LinuxQuestions.org - [SOLVED] Retrieve specific data from html (alternative who is)

Page 1 of 2

Show 50 post(s) from this thread on one page

- Programming (https://www.linuxquestions.org/questions/programming-9/)

- - Retrieve specific data from html (alternative who is) (https://www.linuxquestions.org/questions/programming-9/retrieve-specific-data-from-html-alternative-who-is-4175639318/)

pedropt

09-27-2018 03:46 PM

Retrieve specific data from html (alternative who is)

I have been working with whois tool for some time , but sometimes whois database is not very accurate on countries from specific ip .
tcpiputils.com website looks very accurate and we can retrieve an ip data html with wget , by downloading the normal html displayed on browser .
But using grep in the downloaded data to retrieve the country is a mess , because depending on some ips , the html can display the city and then the country on same field .

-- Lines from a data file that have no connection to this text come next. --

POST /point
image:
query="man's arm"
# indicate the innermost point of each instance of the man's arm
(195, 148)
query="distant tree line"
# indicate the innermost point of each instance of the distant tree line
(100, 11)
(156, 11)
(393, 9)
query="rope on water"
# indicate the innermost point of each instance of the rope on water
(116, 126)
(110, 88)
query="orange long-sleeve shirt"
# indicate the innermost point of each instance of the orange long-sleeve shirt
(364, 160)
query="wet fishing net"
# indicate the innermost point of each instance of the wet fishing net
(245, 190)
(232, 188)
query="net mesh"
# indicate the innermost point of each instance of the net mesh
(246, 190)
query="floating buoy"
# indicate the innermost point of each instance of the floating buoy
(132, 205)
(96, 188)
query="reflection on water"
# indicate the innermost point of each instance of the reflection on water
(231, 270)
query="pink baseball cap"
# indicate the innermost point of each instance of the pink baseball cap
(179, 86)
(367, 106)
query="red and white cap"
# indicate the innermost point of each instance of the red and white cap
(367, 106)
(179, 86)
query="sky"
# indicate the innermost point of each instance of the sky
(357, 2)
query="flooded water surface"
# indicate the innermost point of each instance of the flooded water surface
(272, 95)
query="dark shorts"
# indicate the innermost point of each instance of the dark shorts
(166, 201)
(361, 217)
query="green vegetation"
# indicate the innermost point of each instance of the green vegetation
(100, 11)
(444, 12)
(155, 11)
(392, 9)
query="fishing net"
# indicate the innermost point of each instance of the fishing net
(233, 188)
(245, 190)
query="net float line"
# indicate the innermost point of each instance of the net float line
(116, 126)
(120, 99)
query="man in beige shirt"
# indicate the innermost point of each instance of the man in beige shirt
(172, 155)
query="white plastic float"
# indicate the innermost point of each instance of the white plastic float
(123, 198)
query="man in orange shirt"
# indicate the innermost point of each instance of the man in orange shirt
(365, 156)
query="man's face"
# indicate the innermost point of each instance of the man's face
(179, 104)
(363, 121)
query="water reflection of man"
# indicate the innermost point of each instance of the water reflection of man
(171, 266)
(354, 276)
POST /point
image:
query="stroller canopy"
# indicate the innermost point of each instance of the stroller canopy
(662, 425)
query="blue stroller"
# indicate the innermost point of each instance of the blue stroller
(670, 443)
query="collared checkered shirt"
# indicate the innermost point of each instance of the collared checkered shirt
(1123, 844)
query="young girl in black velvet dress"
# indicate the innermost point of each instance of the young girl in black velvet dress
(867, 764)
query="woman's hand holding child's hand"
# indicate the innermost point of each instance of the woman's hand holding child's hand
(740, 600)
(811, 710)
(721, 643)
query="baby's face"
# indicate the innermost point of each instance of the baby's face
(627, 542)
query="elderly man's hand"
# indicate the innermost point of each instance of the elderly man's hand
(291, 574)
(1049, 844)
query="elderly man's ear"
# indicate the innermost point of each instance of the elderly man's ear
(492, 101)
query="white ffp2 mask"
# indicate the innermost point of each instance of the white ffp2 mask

Here it is an example of an ip that have been trying to exploit my mail server on tcpiputils
https://dnslytics.com/ip/142.11.199.129

I can download the html with all that data using wget , just by sending the command

Quote:

wget https://dnslytics.com/ip/142.11.199.129

if you download this html you will see that in line 134 is where is the field with city , country etc ...
but that line is a mess to pick up something or to pick an unique reference for grep to get it , and then i have another issue ahead witch is in other ips the country could be in other line and it could have only country without city name before .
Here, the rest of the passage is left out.